Michigan Education Budget Could Lead to School Closures
Gov. Rick Snyder signed a $16.8 billion education budget, which is the last of the governor’s two terms. The budget is being criticized when it comes to a provision regarding “partnership” districts. These districts are Michigan’s lowest-performing schools and have had to work with the Michigan Department of Education in an effort to remain open.
But under the new budget, these schools are facing either losing at least 25% of their staff or being closed altogether if their students don’t show that they’re on track to meet proficiency standards over the next two or three years.
“They would lose some really good teachers that do great things with kids who may not score well,” Melissa Wriggelsworth, a teacher at the Lansing Public School District, explained. “I don’t look at students coming in as a math score.”
Already, most public schools face a 10% lower student-teacher ratio than privately funded schools. Last year, late-state Superintendent Brian Whiston helped negotiate to save some of the underperforming schools. And according to Michigan education department spokesman Bill DiSessa, the partnership agreements already provoke accountability in these schools.
“…But what I can tell you is that the partnership model has been working,” DiSessa said. “We are moving forward with it as we are in our overall plan, and that’s to make Michigan a top 10 education state in 10 years.”
Anna Heaton, Snyder’s spokeswoman, explained that the new legislation is not on course to change the nature of the agreements and that the governor does believe in the partnership model.
However, GOP lawmakers aren’t as hopeful about the partnerships. The partnerships have been described as no more than “a workaround vehicle created by the governor and superintendent to get around the law.” Many state representatives do anticipate closures.
The new budget will allow $120 to $240 more to be spent on each Michigan student.
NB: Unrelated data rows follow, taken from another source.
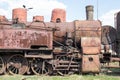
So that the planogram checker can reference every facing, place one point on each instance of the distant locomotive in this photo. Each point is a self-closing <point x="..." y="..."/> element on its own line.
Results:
<point x="57" y="46"/>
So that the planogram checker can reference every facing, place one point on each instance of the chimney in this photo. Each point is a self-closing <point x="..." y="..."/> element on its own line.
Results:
<point x="20" y="15"/>
<point x="58" y="15"/>
<point x="117" y="20"/>
<point x="89" y="12"/>
<point x="38" y="18"/>
<point x="3" y="18"/>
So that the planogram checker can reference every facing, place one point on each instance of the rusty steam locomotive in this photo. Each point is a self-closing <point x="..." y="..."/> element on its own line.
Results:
<point x="57" y="46"/>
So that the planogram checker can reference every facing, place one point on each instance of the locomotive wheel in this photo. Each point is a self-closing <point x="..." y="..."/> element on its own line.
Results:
<point x="2" y="66"/>
<point x="17" y="64"/>
<point x="39" y="67"/>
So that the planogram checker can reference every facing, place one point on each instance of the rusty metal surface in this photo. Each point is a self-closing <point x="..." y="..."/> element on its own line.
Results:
<point x="38" y="18"/>
<point x="108" y="35"/>
<point x="24" y="38"/>
<point x="89" y="12"/>
<point x="90" y="63"/>
<point x="3" y="18"/>
<point x="90" y="41"/>
<point x="91" y="45"/>
<point x="58" y="13"/>
<point x="91" y="50"/>
<point x="20" y="13"/>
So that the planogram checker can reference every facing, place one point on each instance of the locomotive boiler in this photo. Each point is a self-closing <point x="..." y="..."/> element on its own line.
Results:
<point x="53" y="47"/>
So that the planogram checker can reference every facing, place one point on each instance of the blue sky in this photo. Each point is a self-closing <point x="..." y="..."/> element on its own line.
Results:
<point x="75" y="8"/>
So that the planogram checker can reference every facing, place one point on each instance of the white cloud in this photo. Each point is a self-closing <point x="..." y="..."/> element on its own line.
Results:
<point x="40" y="7"/>
<point x="108" y="18"/>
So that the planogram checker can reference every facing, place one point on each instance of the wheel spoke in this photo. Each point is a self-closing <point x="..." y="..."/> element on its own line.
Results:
<point x="37" y="66"/>
<point x="17" y="64"/>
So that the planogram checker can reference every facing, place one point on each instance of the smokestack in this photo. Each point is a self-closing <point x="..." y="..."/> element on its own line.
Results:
<point x="89" y="12"/>
<point x="3" y="18"/>
<point x="19" y="14"/>
<point x="117" y="20"/>
<point x="38" y="18"/>
<point x="58" y="15"/>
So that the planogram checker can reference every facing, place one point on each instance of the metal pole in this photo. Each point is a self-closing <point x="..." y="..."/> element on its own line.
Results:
<point x="97" y="10"/>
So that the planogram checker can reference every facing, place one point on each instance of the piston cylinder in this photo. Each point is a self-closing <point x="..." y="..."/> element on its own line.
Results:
<point x="89" y="12"/>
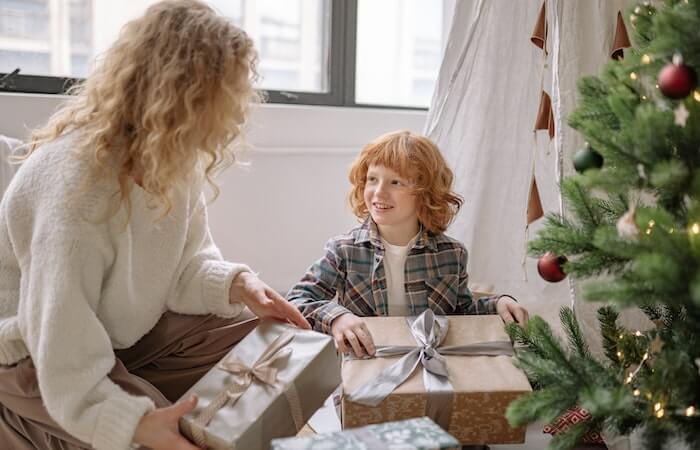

Public and charter schools will have an allowance between $7,871 to $8,409. This funding is going towards helping students improve their performance, particularly at underperforming schools. And with one in four children in the U.S. having a vision problem that may disrupt their learning, schools hope to be able to use their funding to provide their students with the resources they need.
Despite the increased funding for certain schools, education committee members remain concerned that the teachers at underperforming schools are not going to receive the support they need and instead, be laid off or have their school closed. However, the department approves of Snyder’s increased spending in not only early childhood development, but career and technical training as well.